The USD to CZK exchange rate has recently been influenced by shifting dynamics in both the US and Czech economies. The US dollar has displayed modest gains after reaching multi-month lows, but analysts anticipate continued pressure on the USD due to expectations of aggressive Federal Reserve rate cuts beginning in 2026. This dovish outlook stems from mixed US economic data, characterized by a slowdown in manufacturing activity and consumer spending, tempered by a resilient labor market. Consequently, the US dollar index has experienced downward pressure, and forecasts suggest a possible range-bound fluctuation until new Federal Reserve indicators emerge.
On the other hand, the Czech koruna is benefiting from a firmly hawkish stance taken by the Czech National Bank (CNB), which has held interest rates steady at 3.50% since May. Analysts predict that this monetary policy, combined with healthy economic growth and an improved external balance, will support the koruna. UBS recently revised its EUR/CZK forecast, projecting stronger appreciation for the koruna through 2026, further buoyed by lower energy prices.
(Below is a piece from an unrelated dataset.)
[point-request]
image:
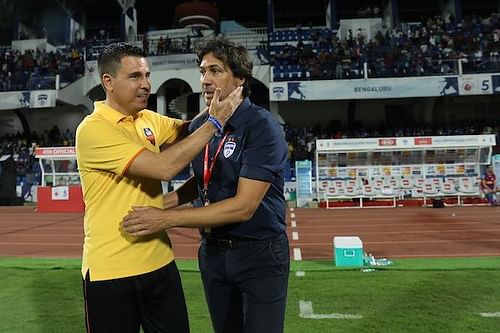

At the current exchange rate of USD to CZK at 20.68, this figure is relatively stable, just 0.8% below its three-month average of 20.85. The trading range has remained consistent in the past few months, showing a narrow band between 20.50 to 21.25. With continued expectations of a weakening USD against a robust CZK, businesses and individuals involved in international transactions may want to monitor these developments closely, as the outlook suggests potential for further koruna strengthening against the dollar.